I don't think that's needed at all.
What we need is to look carefully at what we want from a revdeps feature and then look carefully at what info should be stored (ie cached) and what should be calculated on demand.
It just needs someone to spend some time on the feature, there's no need to panic about the data storage (especially before looking at what is actually needed).
Duncan
On Monday, October 14, 2013, Matthew Gruen wrote:
Hey, thanks for taking an interest in this. There is kind of a space-time-featureset tradeoff with revdeps, unfortunately. It seems to me like the challenge doesn't come so much from indirect deps, but rather from the sheer number of versions there are! There are 5600+ packages and 33800+ versions, and the set of dependencies of foo-1.2 vs foo-1.3 can be completely different. Not to mention, when you look at the package page for a particular version, you may want to see the revdeps *for that version*, and at this point there are a billion possible combinations. npm's UI, in contrast, has an "always in HEAD" kind of feel.

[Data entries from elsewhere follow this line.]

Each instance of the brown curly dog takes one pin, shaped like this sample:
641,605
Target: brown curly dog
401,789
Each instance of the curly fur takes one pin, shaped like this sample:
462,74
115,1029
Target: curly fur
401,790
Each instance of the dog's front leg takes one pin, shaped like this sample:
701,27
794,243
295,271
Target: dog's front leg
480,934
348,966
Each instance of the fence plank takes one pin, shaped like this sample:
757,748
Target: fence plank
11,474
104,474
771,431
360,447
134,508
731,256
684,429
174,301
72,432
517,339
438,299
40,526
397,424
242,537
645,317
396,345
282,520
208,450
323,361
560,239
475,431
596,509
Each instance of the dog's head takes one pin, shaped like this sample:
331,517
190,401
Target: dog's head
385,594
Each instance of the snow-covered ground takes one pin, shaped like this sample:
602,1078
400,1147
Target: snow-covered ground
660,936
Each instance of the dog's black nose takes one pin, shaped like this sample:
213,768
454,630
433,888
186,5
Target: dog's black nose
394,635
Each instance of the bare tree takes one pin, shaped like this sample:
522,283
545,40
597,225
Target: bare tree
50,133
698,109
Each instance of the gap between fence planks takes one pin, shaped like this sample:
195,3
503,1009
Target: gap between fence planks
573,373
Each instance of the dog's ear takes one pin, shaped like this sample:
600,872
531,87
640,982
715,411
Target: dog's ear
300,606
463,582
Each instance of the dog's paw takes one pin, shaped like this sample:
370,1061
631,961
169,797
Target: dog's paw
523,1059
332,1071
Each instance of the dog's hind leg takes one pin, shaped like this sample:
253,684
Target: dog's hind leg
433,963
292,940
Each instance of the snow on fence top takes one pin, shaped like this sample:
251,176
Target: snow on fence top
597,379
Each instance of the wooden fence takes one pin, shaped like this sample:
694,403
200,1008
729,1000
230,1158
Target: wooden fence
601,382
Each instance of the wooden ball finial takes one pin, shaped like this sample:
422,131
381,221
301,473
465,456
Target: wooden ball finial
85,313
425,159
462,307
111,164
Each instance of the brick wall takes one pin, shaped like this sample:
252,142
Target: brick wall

If you are interested in how the disabled implementation worked, by the way, I have a post here (as gracenotes): https://github.com/haskell/hackage-server/issues/40
So revdeps is great, and there are many different killer uses for it, such as popularity metrics and finding upper version bounds which need updating. In sum, these require keeping around a lot of data. Because there's so much, acid-state is probably not a good place to store it. Not to mention, it's time-consuming to generate it from scratch and space-consuming to keep around data structures to incrementally update it. So there are some tool limitations, but it seems fundamentally tricky to do frugally.
Matt
On Mon, Oct 14, 2013 at 12:20 AM, Jens Petersen < juhp@community.haskell.org> wrote:
Not really complaining :) but one of the things I had been looking forward to with Hackage2 was the display of reverse-dependencies, but I gather it was disabled for now (because it loads the server too much when updating the data iirc?).
I was thinking perhaps a compromise would be to show only direct reverse-dependencies rather than including all indirect dependencies too. Perhaps that would make it scale better? I think direct dependency information is the most useful anyway (and also what packdeps provides).
Before doing anything I thought I would ask here first if this makes sense and should be work? I for one would still really like to see basic reverse dependencies info listed on hackage (I noticed yesterday that npm has them too).